I'd have to agree with that statement. My father still ribs me about it (in a good natured way) if he calls and I am out gaming. People for some reason think that "games" are for children but these are the same people who get together to play Cranium, Taboo, or other grown-up games. Maybe the difference is that RPG players regularly get together to play whereas the other games generally are "party" games played every once in a blue moon. My non-gaming friends and my family have more or less learned to accept that I play D&D and that I don't plan on stopping any time in the forseeable future. Anyway, I'm just babbling now... better put an end to it. :)
 

nute

Explorer
In my opinion, and this is just my two cents, a lot of the D&D stigma is well-earned. In any hobby, the extremes become the stereotype. If you think of model train afficionados, the mental image you get is inevitably the 40-something man with the thick glasses, button-up shirt, and high-waisted slacks in his basement assembling his HO-scale track. When you think of oenophiles (wine drinkers), instinctively the snooty, upper-crust social elite pops into your head.
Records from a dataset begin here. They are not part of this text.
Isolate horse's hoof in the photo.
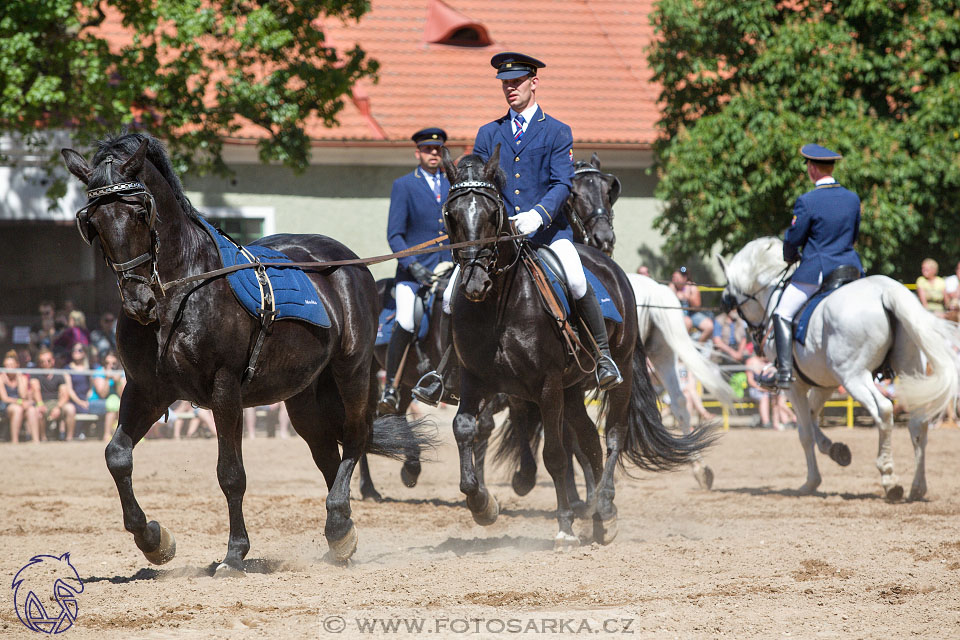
[470,493,500,527]
[327,524,360,562]
[553,531,580,552]
[593,516,620,544]
[360,487,383,502]
[510,471,537,496]
[400,465,420,489]
[886,484,903,502]
[827,442,853,467]
[143,524,177,564]
[213,562,247,578]
[693,462,713,491]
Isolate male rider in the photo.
[414,53,623,404]
[757,144,863,390]
[378,127,451,413]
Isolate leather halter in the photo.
[442,180,519,276]
[77,156,164,298]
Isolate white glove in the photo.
[510,209,543,235]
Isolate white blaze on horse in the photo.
[627,273,734,489]
[720,238,960,501]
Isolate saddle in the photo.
[793,264,860,344]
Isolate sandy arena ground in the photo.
[0,410,960,640]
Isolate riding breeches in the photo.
[393,282,416,333]
[438,238,587,313]
[774,282,820,320]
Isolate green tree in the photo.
[649,0,960,280]
[0,0,377,198]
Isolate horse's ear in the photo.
[483,142,500,182]
[60,149,90,184]
[440,147,457,182]
[120,138,150,180]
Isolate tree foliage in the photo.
[0,0,377,195]
[649,0,960,280]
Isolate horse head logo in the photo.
[10,553,83,634]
And when people think "D&D", the image they get is the social outcast who lives in a fantasy world without a clue as to how to relate to normal people.

Now, we all know as gamers that the stereotype doesn't reflect ALL of us - but we all know at least one person it does apply to, and as with any hobby, that's the most visible element to those who aren't involved in it. I'll second the person that said basically if the people you associate with aren't interested in looking past the stereotype, then maybe they're not the people you want to associate with.

For me, at least, hobbies are either A) how I've met most of my friends, or B) something that comes up in conversation after I've known people for a while. For example, I came back from my local bookstore to work after picking up Eberron at lunch. Later that afternoon, one of my co-workers comes by and asks "Hey, was that a D&D book you were reading earlier? Never figured you for the type. So it's not just for nerds anymore?"

If people don't have a defined opinion of who YOU are as a person, it's easy for them to define you by your hobbies. Heck, depending on which of my past occupations/hobbies people find out about first, I often get stereotyped as a musclebound moron or an overintellectual geek. In reality, I'm somewhere in the middle. Once folks get to know me, the fact that I play D&D, read comic books, watch (and occasionally perform) professional wrestling, attend the symphony, enjoy fine dining, and write fiction - none of it affects how they think of me once they know me as something more than just my hobbies.
 

WizarDru

Adventurer
Wulf Ratbane said:
I've never landed an (adult) job where it wasn't front and center on my resume.
Yeah, but just about everything about you is front and center, ain't it? Of course, when applying for a network administrator position with a investment firm, I find my grasp of AoOs impresses them far less than my mastery of VPNs. Mind you, your resume could beat up my resume. :)

nute said:
If you think of model train afficionados, the mental image you get is inevitably the 40-something man with the thick glasses, button-up shirt, and high-waisted slacks in his basement assembling his HO-scale track.
Speak for yourself. Personally, I tend to think of Eric Clapton. Or my uncle the WW II veteran. As for wine afficionados...I tend to think of 30ish professionals and academics...because these are the people I know and have met who are wine lovers.